Dive Brief:
- One of New York City's largest not-for-profit healthcare organizations is asking a federal court to throw out a case involving delays in sending overpayments back to Medicaid.
- Mount Sinai Health System was slapped by a little-known provision of the ACA that demands that providers return all Medicare and Medicaid overpayments within 60 days of when the overpayments were identified. Facilities that don't do so face liability under the False Claims Act, with penalties of up to $11,000 for each "fraudulently denied" claim multiplied by three.
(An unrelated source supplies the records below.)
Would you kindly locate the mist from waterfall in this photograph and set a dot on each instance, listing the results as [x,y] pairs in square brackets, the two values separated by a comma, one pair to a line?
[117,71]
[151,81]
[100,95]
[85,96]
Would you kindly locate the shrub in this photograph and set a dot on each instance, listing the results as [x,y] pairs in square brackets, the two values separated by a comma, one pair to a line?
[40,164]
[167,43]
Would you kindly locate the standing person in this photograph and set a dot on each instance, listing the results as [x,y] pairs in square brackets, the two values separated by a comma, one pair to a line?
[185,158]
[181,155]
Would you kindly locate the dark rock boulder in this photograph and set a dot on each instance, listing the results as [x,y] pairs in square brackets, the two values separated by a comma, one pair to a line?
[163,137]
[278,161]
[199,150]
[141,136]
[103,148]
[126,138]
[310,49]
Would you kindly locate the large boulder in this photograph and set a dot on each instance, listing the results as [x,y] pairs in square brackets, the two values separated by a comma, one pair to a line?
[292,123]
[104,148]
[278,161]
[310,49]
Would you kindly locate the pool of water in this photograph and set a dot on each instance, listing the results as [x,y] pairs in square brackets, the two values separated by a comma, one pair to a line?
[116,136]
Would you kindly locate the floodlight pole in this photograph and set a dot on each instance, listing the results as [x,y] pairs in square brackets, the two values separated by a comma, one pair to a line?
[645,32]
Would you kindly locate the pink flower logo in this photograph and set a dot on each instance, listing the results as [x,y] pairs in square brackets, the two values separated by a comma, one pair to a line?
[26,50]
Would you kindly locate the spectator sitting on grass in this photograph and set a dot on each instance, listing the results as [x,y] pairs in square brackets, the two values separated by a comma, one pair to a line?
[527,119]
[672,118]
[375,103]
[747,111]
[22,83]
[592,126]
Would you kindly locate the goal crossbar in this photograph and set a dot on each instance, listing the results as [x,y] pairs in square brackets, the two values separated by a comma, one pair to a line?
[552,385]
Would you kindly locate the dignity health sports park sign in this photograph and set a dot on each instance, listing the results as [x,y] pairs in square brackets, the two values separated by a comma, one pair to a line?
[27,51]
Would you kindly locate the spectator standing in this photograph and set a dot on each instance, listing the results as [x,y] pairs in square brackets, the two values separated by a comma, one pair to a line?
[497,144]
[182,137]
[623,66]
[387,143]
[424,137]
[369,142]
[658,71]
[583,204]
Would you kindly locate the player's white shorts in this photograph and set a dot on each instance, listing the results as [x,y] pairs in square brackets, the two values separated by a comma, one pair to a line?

- This case, which is one of the the first of its kind, asserts that Continuum Health, which has since merged with Mount Sinai, submitted $1 million in improper Medicaid claims to the state health plan in 2009 and 2010 due to coding mistakes. Continuum's hospital revenue cycle director reported the problem to the chain, which repaid the overpayments, but not within the ACA's required 60-day span.
Dive Insight:
There's no question that Continuum has caught up with repaying its overpayments. But the final refunds weren't made until March 2013, more than two years after Continuum was informed about the overpayments by Medicaid. Moreover, it doesn't help that the payments for 300 of the claims were made only after the government issued a civil investigative demand. The Department of Justice is seeking the maximum penalty of $11,000 for delayed improper claims plus treble damages, which would cost Mount Sinai roughly $30 million.
Mount Sinai, for its part, is arguing that the case should be thrown out for two key reasons, according to its legal filing. First, it says, there's no evidence that the former Continuum hospitals "knowingly concealed or knowingly and improperly avoided" repayments, which is a requirement of False Claims Act suits. The health system also argues that violations would require retroactive application of the newer law, which it claims is improper.